Wegen dieses Artikels schrieb ich mal FFH.de:

Sehr geehrter Herr Neuhaus,

auf Ihrer Seite las, dass sich die Unternehmer sorgen sollen, dass angeblich durch eine Lärmobergrenze und eine Kerosinsteuer sich Urlaubsflüge verteuern würde und Nachteile für Frankfurt entstünden.

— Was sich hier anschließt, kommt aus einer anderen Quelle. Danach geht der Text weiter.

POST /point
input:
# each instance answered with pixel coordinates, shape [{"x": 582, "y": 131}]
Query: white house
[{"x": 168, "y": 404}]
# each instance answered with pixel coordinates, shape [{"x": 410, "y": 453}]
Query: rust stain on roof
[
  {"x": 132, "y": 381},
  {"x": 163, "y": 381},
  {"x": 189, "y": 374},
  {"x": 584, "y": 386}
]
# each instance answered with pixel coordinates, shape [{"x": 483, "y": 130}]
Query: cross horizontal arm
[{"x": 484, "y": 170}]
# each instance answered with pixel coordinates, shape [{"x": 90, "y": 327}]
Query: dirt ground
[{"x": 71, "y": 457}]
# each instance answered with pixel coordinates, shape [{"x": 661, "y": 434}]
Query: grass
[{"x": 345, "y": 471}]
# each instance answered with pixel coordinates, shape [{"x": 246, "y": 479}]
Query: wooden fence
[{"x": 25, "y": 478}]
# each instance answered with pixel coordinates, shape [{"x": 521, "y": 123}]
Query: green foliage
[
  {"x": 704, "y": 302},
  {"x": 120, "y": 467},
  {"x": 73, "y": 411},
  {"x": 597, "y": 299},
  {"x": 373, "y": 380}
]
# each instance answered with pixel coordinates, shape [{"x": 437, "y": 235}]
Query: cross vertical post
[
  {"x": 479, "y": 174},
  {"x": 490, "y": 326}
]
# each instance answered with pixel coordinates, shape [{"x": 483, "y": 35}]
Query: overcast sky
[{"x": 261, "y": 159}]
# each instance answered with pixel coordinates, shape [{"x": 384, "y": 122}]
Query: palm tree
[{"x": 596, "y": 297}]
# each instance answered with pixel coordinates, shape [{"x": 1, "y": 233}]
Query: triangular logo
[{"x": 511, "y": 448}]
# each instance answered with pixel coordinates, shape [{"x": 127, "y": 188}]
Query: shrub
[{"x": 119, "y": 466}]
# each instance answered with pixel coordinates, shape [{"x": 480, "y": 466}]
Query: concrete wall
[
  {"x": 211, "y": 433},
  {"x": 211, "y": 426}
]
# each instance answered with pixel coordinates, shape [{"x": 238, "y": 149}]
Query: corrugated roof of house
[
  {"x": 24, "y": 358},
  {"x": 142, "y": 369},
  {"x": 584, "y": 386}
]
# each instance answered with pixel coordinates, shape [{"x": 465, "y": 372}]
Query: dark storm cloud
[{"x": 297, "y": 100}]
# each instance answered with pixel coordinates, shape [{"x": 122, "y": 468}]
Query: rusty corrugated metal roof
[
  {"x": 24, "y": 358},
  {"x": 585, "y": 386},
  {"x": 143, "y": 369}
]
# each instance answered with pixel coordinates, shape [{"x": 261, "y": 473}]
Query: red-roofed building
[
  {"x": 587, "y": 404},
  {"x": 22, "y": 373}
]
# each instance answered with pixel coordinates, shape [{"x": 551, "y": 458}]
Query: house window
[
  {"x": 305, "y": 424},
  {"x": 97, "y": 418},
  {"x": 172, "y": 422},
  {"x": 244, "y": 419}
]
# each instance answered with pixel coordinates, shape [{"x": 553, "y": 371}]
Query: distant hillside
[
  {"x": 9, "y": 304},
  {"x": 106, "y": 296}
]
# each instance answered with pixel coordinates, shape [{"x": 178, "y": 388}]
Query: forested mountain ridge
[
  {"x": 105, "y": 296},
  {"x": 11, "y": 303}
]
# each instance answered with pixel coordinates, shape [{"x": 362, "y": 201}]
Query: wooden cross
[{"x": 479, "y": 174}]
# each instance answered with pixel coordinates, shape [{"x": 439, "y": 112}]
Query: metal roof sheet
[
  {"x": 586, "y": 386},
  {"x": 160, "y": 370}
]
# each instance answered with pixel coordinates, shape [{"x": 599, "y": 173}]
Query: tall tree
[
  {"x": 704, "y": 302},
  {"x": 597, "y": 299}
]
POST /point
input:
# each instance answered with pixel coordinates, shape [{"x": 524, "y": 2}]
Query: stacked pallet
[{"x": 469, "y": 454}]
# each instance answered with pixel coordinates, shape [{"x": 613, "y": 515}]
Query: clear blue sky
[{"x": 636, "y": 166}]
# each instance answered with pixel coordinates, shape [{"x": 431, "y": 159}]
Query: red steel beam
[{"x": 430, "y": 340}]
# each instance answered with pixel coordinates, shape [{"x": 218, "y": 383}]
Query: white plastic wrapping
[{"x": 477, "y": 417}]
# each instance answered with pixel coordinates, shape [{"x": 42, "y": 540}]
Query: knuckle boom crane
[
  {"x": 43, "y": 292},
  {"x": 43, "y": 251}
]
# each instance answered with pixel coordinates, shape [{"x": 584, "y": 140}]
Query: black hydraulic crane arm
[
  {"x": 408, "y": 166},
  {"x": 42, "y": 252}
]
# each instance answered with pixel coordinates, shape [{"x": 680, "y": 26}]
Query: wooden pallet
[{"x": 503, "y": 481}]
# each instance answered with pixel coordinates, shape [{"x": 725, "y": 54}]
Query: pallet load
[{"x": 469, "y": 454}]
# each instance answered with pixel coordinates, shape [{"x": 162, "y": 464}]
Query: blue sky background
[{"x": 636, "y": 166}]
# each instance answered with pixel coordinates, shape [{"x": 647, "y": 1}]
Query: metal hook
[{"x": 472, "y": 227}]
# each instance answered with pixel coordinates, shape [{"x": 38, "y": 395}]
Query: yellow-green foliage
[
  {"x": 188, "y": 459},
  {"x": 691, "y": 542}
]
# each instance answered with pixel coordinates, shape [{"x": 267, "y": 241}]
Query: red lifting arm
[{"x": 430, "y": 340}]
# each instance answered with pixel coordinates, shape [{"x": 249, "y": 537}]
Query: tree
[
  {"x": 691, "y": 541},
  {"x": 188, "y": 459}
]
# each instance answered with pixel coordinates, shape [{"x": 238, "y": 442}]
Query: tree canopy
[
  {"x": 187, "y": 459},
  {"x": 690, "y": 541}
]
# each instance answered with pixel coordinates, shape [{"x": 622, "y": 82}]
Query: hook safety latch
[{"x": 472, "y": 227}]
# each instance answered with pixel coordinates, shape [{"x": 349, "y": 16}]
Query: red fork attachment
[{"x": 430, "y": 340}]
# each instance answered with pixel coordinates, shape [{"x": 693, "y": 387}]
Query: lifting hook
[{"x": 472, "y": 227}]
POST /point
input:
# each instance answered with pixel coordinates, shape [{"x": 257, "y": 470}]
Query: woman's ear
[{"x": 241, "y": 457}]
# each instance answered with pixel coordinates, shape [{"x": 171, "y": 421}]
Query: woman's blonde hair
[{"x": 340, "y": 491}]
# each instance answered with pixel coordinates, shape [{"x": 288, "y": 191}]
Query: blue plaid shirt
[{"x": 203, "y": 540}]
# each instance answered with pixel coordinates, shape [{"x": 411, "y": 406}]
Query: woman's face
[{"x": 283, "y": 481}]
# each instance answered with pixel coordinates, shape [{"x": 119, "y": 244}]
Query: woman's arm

Ich kann diese Argumentation nicht nachvollziehen.
Die Kerosinsteuer hätten alle Unternehmen, welche in Deutschland tanken zu entrichten. Zudem sind Urlaubsflüge immer günstiger geworden, was allerdings durch die vorgenannten Steuernachlässe und Lärmbelästigung subventioniert wurde. Zudem leisten ansonsten alle Verkehrsteilnehmer einen gerechten Anteil gegenüber dem Staat. Nur der Flugverkehr drückt sich vor einer Abgabe auf Kraftstoffe bzw. Antriebsenergie.

Kein geschäftlicher Flug wird sich ins Ausland verlagern, denn dazu müsste man erst einmal ins Ausland gelangen. So oder so bleibt Frankfurt mit im Spiel.

Sauber argumentiert scheint mir das Gejammer jedenfalls nicht zu sein.